Exploratory data analysis
Settle on a single idea and state your research question(s) clearly. You will carry out most of your data collection and cleaning, compute some relevant summary statistics, and show some plots of your data as applicable to your research question(s).
Write the data collection and exploratory data analysis in the eda.qmd
file in your project repo. It should include the following sections:
- Research question(s). State your research question(s) clearly.
- Data collection and cleaning. Have an initial draft of your data cleaning appendix. Document every step that takes your raw data file(s) and turns it into the analysis-ready data set that you would submit with your final project. Include text narrative describing your data collection (downloading, scraping, surveys, etc) and any additional data curation/cleaning (merging data frames, filtering, transformations of variables, etc). Include code for data curation/cleaning, but not collection.1
- Data description. Have an initial draft of your data description section. Your data description should be about your analysis-ready data.
- Data limitations. Identify any potential problems with your dataset.
- Exploratory data analysis. Perform an (initial) exploratory data analysis. This should include summary statistics, visualizations, and any other relevant information about the data. This is where you start to understand your data and identify any initial trends or relationships. You should also identify any potential problems with your dataset.

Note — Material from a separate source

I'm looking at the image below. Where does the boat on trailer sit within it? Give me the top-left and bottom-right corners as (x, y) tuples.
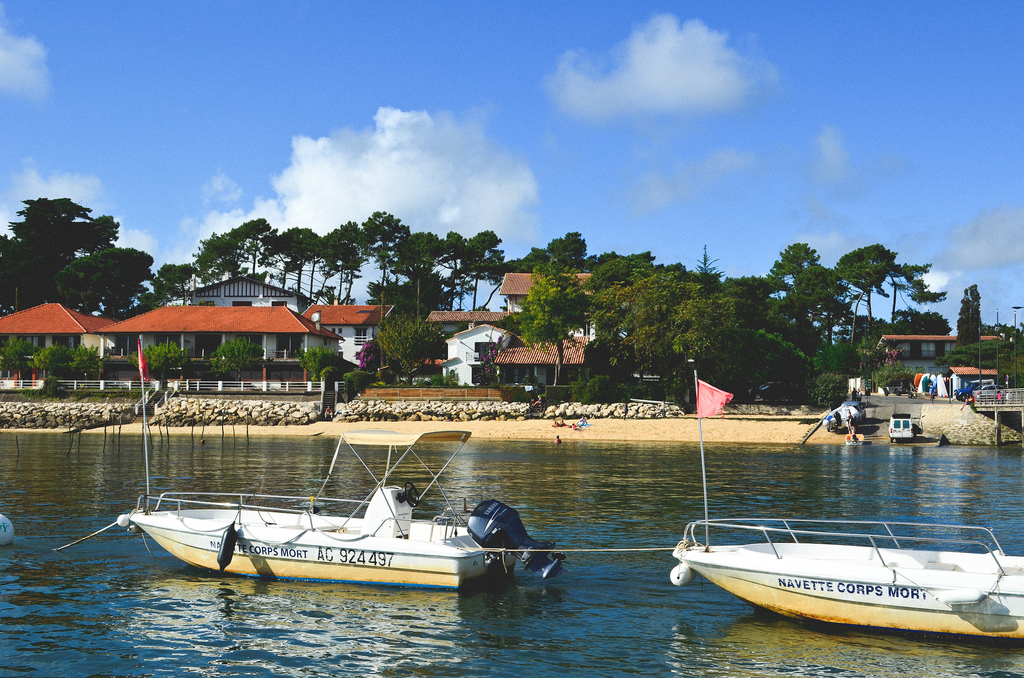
(118, 429), (565, 588)
(671, 518), (1024, 640)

1 If you have written code to collect your data (e.g. using an API or web scraping), store this in a separate .qmd
file or .R
script in the repo.
Thorough EDA requires substantial review and analysis of your data. You should not expect to complete this phase in a single day. You should expect to iterate through 20-30 charts, sets of summary statistics, etc., to get a good understanding of your data.
Visualizations are not expected to look perfect at this point since they are mainly intended for you and your team members. Standard expectations for visualizations (e.g. clearly labeled charts and axes, optimized color palettes) are not necessary at the EDA stage.
This document provides an example of what EDA might look like for your project.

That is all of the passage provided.